In dollar terms, that’s a sweet deal for upstaters – a $1,700 subsidy for each upstate resident courtesy of downstate taxpayers. In aggregate, that equals around $8 billion.
This is a problem for the secession movement. From a practical standpoint, no matter how tough things are in the upstate economy, a loss of $8 billion annually would create genuine havoc. Politically, an $8 billion subsidy, voted on without complaint by the devilish downstate majorities, undermines the convenient notion that nobody cares or does anything about upstate.
The first question is whether this arrangement is fair. Well, it is fair if you share the long-standing principle that wealthier persons and wealthier communities should help support the less wealthy. That was, until recently, the unchallenged theory of American government. With the rise of the Tea Party and austerity economics, there’s now a counter-meme: flat taxes and everyone watches out for his or her own needs.
There is considerable irony in the politics of all this. The loudest voices in support of austerity and reduced government taxes and spending are the prime beneficiaries of the system they oppose.
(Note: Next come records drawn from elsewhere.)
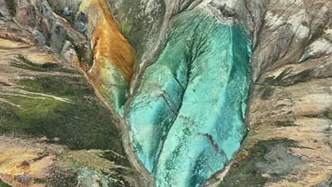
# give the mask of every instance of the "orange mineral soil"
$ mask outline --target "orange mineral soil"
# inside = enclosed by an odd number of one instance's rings
[[[135,62],[134,52],[120,33],[106,1],[84,0],[79,11],[87,15],[87,23],[91,34],[94,59],[89,76],[97,84],[95,86],[98,87],[99,84],[103,84],[102,72],[108,64],[118,69],[129,84]]]

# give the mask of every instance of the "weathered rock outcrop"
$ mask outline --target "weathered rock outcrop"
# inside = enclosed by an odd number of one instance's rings
[[[328,0],[0,0],[0,178],[153,186],[131,136],[157,186],[330,186],[331,30]]]

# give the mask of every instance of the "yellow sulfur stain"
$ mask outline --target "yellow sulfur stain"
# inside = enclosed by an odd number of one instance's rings
[[[104,0],[84,0],[79,11],[87,17],[87,23],[91,33],[91,44],[94,50],[94,64],[89,76],[96,82],[102,76],[103,69],[111,64],[116,67],[129,84],[133,76],[135,56],[133,48],[120,33],[114,18]]]
[[[43,186],[33,178],[46,176],[48,168],[53,163],[53,156],[41,157],[42,149],[16,148],[0,152],[0,178],[13,186]],[[25,181],[19,177],[26,176]]]

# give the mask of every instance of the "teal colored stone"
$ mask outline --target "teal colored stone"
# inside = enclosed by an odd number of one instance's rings
[[[199,186],[240,147],[250,39],[199,8],[175,18],[126,114],[135,152],[157,186]]]

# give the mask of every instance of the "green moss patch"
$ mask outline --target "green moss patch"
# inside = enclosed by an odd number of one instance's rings
[[[287,139],[259,142],[249,149],[246,158],[234,162],[219,186],[263,186],[267,181],[278,181],[284,179],[285,175],[296,174],[297,165],[301,160],[288,152],[294,147],[294,141]]]
[[[62,72],[65,73],[77,73],[77,72],[74,69],[63,68],[57,64],[54,63],[45,63],[42,64],[35,64],[28,60],[22,55],[18,56],[18,61],[12,62],[11,66],[31,70],[34,72]]]
[[[123,154],[114,119],[82,79],[54,76],[20,81],[23,89],[31,94],[3,96],[21,107],[0,102],[0,132],[46,136],[50,142],[73,149],[111,149]]]

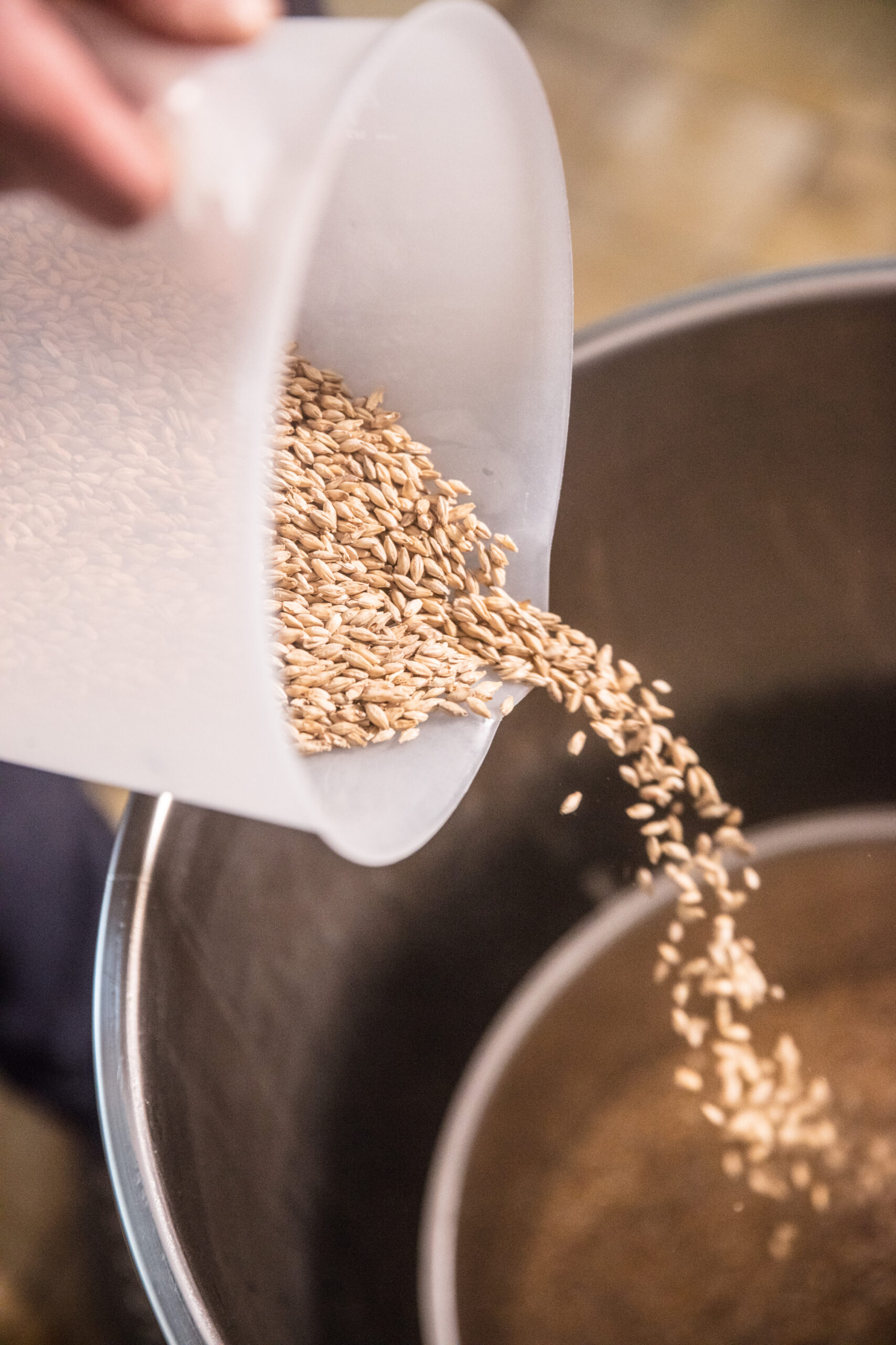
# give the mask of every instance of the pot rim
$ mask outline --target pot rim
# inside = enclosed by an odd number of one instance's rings
[[[896,807],[836,808],[746,833],[756,863],[782,854],[848,843],[896,841]],[[736,866],[736,859],[732,859]],[[743,861],[742,861],[743,862]],[[626,888],[586,916],[523,978],[470,1057],[442,1122],[423,1196],[418,1303],[424,1345],[463,1345],[457,1313],[457,1233],[466,1171],[482,1118],[504,1073],[532,1029],[582,972],[626,933],[674,901],[672,880],[647,894]]]
[[[613,358],[629,348],[700,324],[789,304],[860,299],[869,295],[896,295],[896,257],[805,266],[700,286],[657,303],[626,309],[583,328],[575,338],[574,374],[600,359]],[[132,794],[110,861],[94,972],[93,1034],[97,1099],[102,1142],[118,1213],[163,1333],[171,1345],[224,1345],[189,1272],[164,1198],[161,1176],[149,1139],[138,1053],[142,912],[171,803],[171,795],[156,799]],[[525,985],[528,978],[517,995]],[[514,1002],[516,995],[496,1020],[496,1026]],[[485,1041],[480,1052],[484,1045]],[[478,1052],[474,1061],[477,1059]],[[473,1063],[467,1067],[467,1073],[472,1067]],[[446,1134],[450,1115],[453,1111],[446,1118],[442,1137]],[[434,1198],[433,1174],[438,1154],[437,1149],[422,1224],[419,1302],[427,1345],[454,1345],[458,1341],[457,1336],[438,1336],[430,1325],[434,1309],[430,1302],[427,1267],[431,1264],[433,1248],[427,1232],[430,1215],[426,1210],[430,1210]],[[438,1302],[442,1301],[439,1297]]]
[[[592,360],[669,332],[684,332],[728,317],[786,308],[789,304],[862,299],[888,295],[895,289],[896,256],[794,266],[697,285],[583,327],[575,334],[574,373]]]

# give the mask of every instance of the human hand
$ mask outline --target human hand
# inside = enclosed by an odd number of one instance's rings
[[[107,0],[179,42],[257,36],[277,0]],[[47,0],[0,0],[0,191],[40,188],[105,225],[138,223],[168,198],[165,147]]]

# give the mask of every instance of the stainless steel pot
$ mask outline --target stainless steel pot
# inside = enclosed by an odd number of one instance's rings
[[[893,795],[896,265],[732,285],[578,342],[552,603],[668,677],[751,822]],[[474,484],[474,483],[473,483]],[[419,1340],[439,1123],[509,991],[637,859],[615,761],[531,695],[388,869],[136,798],[95,1034],[122,1220],[171,1341]],[[584,790],[572,818],[557,815]]]
[[[794,1033],[806,1068],[833,1071],[852,1107],[864,1084],[880,1139],[896,1120],[896,1050],[864,1060],[862,1049],[869,1018],[879,1048],[896,1033],[896,808],[814,814],[750,837],[763,882],[739,927],[789,991],[752,1020],[756,1040]],[[732,1184],[700,1099],[673,1085],[684,1050],[650,967],[676,894],[666,878],[580,921],[480,1044],[427,1185],[426,1345],[892,1338],[895,1248],[873,1205],[844,1209],[838,1193],[819,1219],[805,1194],[780,1205]],[[838,1110],[861,1137],[861,1115],[844,1098]],[[778,1264],[770,1236],[793,1220],[794,1251]]]

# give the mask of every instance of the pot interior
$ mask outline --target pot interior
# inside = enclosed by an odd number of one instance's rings
[[[748,823],[893,795],[896,281],[834,280],[715,317],[682,301],[650,339],[619,324],[574,375],[552,605],[672,682],[674,724]],[[141,955],[124,1048],[141,1087],[103,1087],[137,1096],[141,1161],[227,1345],[419,1340],[420,1202],[457,1080],[639,861],[615,759],[596,738],[566,752],[578,726],[529,695],[439,835],[384,869],[175,804],[138,929],[153,808],[134,804],[107,929]],[[665,1040],[635,982],[630,1013]],[[120,990],[110,974],[101,1034]],[[140,1248],[160,1215],[132,1205]]]
[[[461,1205],[463,1345],[893,1338],[896,814],[880,830],[819,845],[815,826],[810,849],[797,839],[760,863],[737,923],[787,987],[750,1017],[759,1054],[793,1033],[806,1079],[826,1076],[837,1099],[844,1166],[813,1161],[830,1208],[817,1213],[793,1188],[758,1196],[723,1173],[703,1099],[673,1084],[684,1063],[712,1081],[713,1057],[672,1036],[668,986],[652,983],[661,911],[566,987],[492,1093]],[[692,931],[688,955],[703,946]],[[791,1250],[778,1259],[782,1236]]]

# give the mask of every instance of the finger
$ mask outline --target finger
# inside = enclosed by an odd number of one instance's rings
[[[257,38],[281,11],[278,0],[103,0],[146,32],[177,42],[230,43]]]
[[[109,225],[168,196],[164,145],[36,0],[0,0],[0,187],[36,187]]]

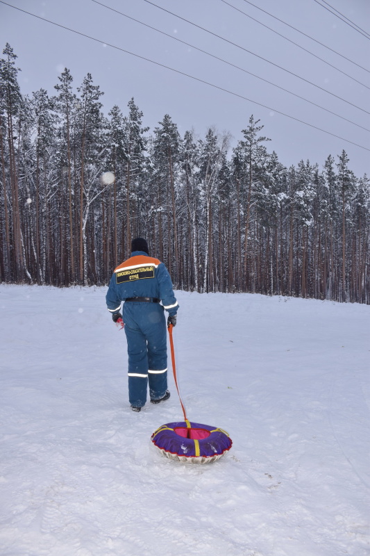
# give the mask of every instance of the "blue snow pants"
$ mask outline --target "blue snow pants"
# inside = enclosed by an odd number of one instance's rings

Be it Unshackle Upstate, or the Business Council of New York State, or upstate politicians and citizens, there’s a cautionary note here: Be careful, the downstate establishment might decide to agree with you. There’s just as much political advantage for a downstate firebrand pushing secession as there has been for the advocates who have led the effort in demonizing downstate. It wouldn’t surprise me at all if a smart downstate legislator called upstate's bluff.
There are enormous mechanical problems to any attempt to secede, which makes it an unlikely real-world outcome. But these regional divisions, once unleashed, bounce around the body politic with unknown consequences.
There’s nothing wrong with examining policies and practices as they affect our differing communities, and one would like to be both sympathetic and helpful in getting the upstate economy revved up. But feeding the secessionist beast makes that a harder thing for people of goodwill to do.
Richard Brodsky is a former assemblyman who is in the private practice of law and serves as a senior fellow at both Demos and NYU's Wagner School. He is a regular columnist for the Albany Times Union and The Huffington Post.